5. What are allergy triggers, and how do I avoid them?

Getting rid of the things you’re allergic to at home or at work will help. Look for things like pet dander, dust mites, cold air (air conditioning vent or ceiling fan), cigarette smoke, perfume or other scented products, and aerosols. Pay attention to pollen counts.

If you have both allergies and asthma, use an air filtration system at home.

6. What's the difference between an allergy and an allergen?

The allergen is the trigger -- the thing you’re allergic to.

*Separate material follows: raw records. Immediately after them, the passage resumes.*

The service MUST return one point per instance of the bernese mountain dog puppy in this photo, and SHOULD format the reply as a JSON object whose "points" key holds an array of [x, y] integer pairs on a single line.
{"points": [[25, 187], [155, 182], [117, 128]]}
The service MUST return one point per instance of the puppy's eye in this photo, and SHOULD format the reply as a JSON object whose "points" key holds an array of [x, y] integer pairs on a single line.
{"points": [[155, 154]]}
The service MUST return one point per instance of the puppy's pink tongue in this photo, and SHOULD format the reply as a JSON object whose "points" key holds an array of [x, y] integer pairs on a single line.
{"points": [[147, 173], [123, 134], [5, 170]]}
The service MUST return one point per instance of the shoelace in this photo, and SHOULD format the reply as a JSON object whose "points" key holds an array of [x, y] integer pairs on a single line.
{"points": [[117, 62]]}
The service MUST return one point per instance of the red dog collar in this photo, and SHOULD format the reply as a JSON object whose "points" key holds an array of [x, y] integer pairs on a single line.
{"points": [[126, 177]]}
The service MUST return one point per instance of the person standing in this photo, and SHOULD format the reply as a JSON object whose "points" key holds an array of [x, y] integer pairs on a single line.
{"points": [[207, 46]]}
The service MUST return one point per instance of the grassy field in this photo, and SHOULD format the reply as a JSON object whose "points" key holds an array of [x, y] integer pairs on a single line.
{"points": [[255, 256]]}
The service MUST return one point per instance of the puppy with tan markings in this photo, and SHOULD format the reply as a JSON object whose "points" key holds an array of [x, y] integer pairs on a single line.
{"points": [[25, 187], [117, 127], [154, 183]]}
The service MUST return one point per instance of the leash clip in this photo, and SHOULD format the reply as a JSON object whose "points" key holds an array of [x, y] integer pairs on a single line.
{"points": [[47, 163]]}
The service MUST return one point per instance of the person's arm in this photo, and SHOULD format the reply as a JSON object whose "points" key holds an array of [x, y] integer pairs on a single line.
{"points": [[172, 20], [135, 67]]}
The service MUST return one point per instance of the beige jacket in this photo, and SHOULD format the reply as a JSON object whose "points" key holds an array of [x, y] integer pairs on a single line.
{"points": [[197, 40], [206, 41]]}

With an allergy, you may sneeze, cough, wheeze, itch, or have a skin rash.

7. What are some common allergens?

The ones that cause most trouble are pollen (weeds, tree, grass), mold and mildew, dust mites, pet dander, cockroaches, feathers, industrial chemicals, foods (shellfish, eggs, milk, wheat, nuts), medications (aspirin, penicillin), and food additives and preservatives.

8. What if I have allergy symptoms just a few weeks a year?

You have probably seasonal allergies, or hay fever. Blame trees in the spring, grasses in summer, or weeds in the early fall. Outdoor mold also can trigger seasonal allergies.

9. Both my husband and I have allergy symptoms all the time. Will our baby have allergies, too?

It’s more likely. If one parent has allergies, the child has a 50% chance of also having allergies. If both parents have allergies, the probability jumps to 75%. But it’s not just from Mom and Dad. Respiratory infections, air pollution, diet, and even personality may play a role.